そして、それら全てを粉砕してお釣りが来る程の変化がここにあり、それは大絶叫という形で倉庫区画への呼び鈴として機能したと言えるだろう。
その「呼び鈴」が呼び出すのは勿論、ディアである。
「エレさん、おかみさんからお仕事の申し伝えですか?わたしもランデス君も、いつでも出れます!ランデス君もピカピカですからッ!!」
「いや、そうじゃない。なんかここ……広くなってないか?」
「それは……この前行ったお仕事で、ランデス君がギトギトのグチャグチャの血みどろフィーバーになってしまったので、洗ってあげようと思って……洗車場を作りましたッ!てへッ」
ぶりっ子しながらも言っている事との温度差にエレは風邪を引きそう……なワケではないが、以前見た時よりも遥かに大きくなっている倉庫区画を作ってしまったディアの潜在能力の高さに驚きを隠せないでいた。
「(魂の使い方……か。
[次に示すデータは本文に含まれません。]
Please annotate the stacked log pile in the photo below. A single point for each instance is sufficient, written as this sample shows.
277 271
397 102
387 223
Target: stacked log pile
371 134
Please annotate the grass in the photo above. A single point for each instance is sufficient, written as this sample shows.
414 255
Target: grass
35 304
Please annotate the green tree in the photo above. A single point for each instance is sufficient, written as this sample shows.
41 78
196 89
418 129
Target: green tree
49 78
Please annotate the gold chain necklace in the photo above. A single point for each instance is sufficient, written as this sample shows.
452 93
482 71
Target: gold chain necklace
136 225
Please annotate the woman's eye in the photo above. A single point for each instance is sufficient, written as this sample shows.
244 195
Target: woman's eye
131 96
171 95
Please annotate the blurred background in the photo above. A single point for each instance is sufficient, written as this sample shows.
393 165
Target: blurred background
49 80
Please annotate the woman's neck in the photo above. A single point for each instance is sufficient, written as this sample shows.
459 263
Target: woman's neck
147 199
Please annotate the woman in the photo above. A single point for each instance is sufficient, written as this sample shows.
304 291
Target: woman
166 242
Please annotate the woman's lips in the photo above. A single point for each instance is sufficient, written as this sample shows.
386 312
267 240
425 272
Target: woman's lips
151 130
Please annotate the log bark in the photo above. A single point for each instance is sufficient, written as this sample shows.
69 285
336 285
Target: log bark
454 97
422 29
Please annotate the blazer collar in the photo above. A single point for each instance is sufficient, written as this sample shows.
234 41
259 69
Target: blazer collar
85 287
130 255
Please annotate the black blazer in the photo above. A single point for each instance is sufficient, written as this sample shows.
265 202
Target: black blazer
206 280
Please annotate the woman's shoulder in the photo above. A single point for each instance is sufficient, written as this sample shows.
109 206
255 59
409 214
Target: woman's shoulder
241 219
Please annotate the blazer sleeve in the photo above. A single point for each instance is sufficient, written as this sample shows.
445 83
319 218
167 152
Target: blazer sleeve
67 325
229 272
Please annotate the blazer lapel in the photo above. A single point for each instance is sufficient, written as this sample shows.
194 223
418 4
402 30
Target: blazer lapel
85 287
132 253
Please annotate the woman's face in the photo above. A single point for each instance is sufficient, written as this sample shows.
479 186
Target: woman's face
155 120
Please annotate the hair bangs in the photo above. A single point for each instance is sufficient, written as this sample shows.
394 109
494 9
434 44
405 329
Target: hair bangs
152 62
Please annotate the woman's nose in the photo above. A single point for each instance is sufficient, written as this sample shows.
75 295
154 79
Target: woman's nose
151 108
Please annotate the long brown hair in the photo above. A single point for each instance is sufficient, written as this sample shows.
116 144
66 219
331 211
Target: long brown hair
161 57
ただ観賞用として檻に閉じ込めておくよりは……いや、そうじゃない!!)これは、アンタが一人でやったのか?」
「はいッ!ランデス君をキレイでピカピカにしたかったので、そう願ったらこうなってました。えへへッ」
「(願っただけ?そんな方法があるのか?願っただけでこれ程に広大な場所を思い通りの形に作り変えるだなんて……そんなバカげた力の使い方が?コイツ……本当に高位高次元生命体……なのか?)……はぁ……。アンタは本当に色んな意味で規格外……だな」
「褒められると照れちゃいますッ!てへへ」
「褒めたワケじゃない」そうエレはツッコミたかったが、その言葉は口から出る事がなかった。それを言ってしまえば何故か何かに負ける気がして、敗北感に打ちひしがれる気がしたからだが、それはそれ。これはこれ。
本来は話しを先に進めたかったからだと想像して欲しい。